Monday, February 08, 2010

The Future of Lies

We've been trying to orally communicate with our machines for a number of years. We haven't had a terrible amount of success until the last few years. The Google Nexus One will let you perform a number of complex actions with simple voice commands (the fact that the phone transmits the sound of your voice to Google where it is decoded and data sent back to the phone is irrelevant). Microsoft Sync is a similar system, optional in any Ford/Linclon/Mercury vehicle which also works exceedingly well. How long will it take for systems like these to be standard on devices, large and small?

Intel Chief Technology Officer, Justin Rattner, theorizes that as computers become faster, we'll begin programming them to think in the same way we do. This makes sense, seeing as our brains seem to be the most efficient computers in existence. When these computers begin to think like us, voice recognition and synthesis will be completely natural. At this point, the most convenient and efficient way to interface with a computer will be by speech. It becomes not entirely unlikely then, that text and writing will eventually fade and our culture will be orally based, like those that existed thousands of years ago.

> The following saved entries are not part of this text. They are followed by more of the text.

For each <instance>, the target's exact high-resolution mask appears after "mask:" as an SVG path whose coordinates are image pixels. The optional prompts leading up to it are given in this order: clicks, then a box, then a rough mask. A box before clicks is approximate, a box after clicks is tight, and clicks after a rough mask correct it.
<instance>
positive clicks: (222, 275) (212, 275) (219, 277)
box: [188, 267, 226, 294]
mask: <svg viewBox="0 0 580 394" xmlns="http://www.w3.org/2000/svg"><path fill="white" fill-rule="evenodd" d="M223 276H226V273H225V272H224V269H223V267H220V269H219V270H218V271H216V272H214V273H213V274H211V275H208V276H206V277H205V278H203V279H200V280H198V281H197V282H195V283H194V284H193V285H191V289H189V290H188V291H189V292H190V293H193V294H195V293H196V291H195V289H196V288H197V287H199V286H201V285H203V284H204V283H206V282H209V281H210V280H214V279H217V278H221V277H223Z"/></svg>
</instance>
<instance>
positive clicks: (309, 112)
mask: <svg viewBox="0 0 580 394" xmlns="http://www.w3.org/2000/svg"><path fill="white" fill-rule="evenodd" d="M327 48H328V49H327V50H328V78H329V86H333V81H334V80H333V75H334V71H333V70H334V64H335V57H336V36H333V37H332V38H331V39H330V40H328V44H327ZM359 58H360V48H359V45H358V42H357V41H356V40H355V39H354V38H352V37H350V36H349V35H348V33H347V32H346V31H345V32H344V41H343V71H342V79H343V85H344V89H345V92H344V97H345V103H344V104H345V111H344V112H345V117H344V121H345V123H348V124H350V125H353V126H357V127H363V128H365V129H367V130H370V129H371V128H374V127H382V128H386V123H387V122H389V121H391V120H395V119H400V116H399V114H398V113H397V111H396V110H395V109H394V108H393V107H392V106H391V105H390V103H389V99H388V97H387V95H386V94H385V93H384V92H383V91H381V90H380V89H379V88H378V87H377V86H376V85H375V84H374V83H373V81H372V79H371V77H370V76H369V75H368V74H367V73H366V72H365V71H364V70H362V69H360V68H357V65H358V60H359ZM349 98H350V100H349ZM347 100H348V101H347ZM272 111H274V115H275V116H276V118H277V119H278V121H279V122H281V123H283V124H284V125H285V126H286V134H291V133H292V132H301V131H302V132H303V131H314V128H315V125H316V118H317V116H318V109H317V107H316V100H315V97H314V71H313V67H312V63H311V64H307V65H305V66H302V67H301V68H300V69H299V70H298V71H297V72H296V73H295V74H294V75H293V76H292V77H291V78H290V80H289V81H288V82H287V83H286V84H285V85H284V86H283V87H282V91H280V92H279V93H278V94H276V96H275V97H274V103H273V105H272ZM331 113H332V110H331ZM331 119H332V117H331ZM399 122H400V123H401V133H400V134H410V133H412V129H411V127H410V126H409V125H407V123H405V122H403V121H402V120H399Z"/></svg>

The difference is that instead of bards passing down and retelling stories through the generations, we'll have computers recording everything we do with 100% accuracy and perfectly communicating the situation to anyone within reason (Ignore the issues with this right now). Since these computers have all the accuracy of written word, will be easier to interface with, and will be in the hands of everyone, society will still be able to advance in much the same way it does now only much faster.

A great deal of information can be conveyed through speech. Tone, pitch, inflection, loudness, and rhythm together convey the true intent of a message behind words. Our brains interrupt these cues and do their best to determine meaning. We then reply, automatically adding these elements into our speech.

The problem I see is this:

These same elements of speech can also be used to hide the intent of a message. What's to keep someone from creating a nice, sweet, mild mannered program with a pretty little voice to deceive and manipulate us in all kinds of creative ways? And the lies get a hell of a lot more convincing if we add holographic body language to the mix. Human psychology is a bitch like that.

Is it any wonder I used to write science fiction?